[Python-Dev] (libffi) Re: Copyright issue (original) (raw)

"Martin v. Löwis" martin at v.loewis.de
Sat Jan 28 10:04:01 CET 2006


Bill Northcott wrote:

Quite so, but using the autotools does NOT include any GPL code in the resulting program.

Hmm. Please take a look at

http://cvs.sourceforge.net/viewcvs.py/checkout/ctypes/ctypes/source/gcc/libffi/aclocal.m4?rev=1.1.4.1

This file contains a large number of licensing text blocks, many of which read

This program is free software; you can redistribute it and/or modify

it under the terms of the GNU General Public License as published by

the Free Software Foundation; either version 2, or (at your option)

any later version.

So it seems to me that this specific generated aclocal.m4 does include GPL code.

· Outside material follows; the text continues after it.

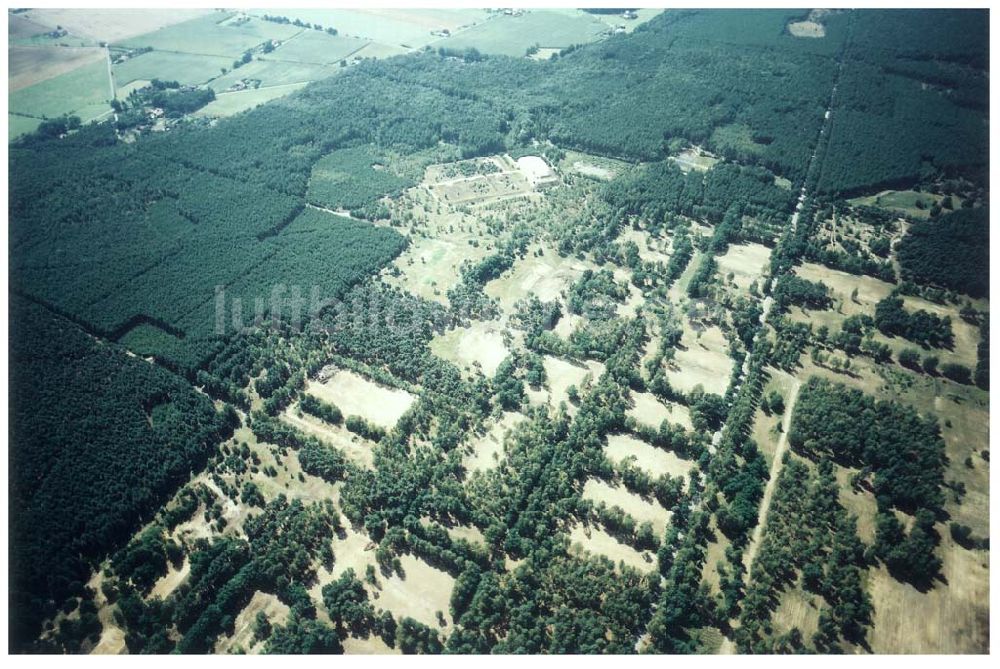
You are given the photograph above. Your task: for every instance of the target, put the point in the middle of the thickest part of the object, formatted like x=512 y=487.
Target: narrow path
x=728 y=648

So this does not apply. All that is needed is to include in the source distribution a copy of GPL, note that GPL applies to some files in the sources and ensure that copyright notices at the heads of GPL files are intact.

If nothing in the generated files is licensed under the terms of the GPL, why would it be necessary to include a copy of the GPL?

The compiler needs specific exemptions because parts of the GPLed runtime libraries are included in all compiled code. No part of the autotools ends up in the finished code. If it did, you would need m4 to run Python and you don't.

It doesn't matter whether it ends up in the finished code: if the aclocal.m4 is indeed GPL-licensed, then the entire Python source distribution must be GPL-licensed, because it "contains or is derived from the Program or any part thereof".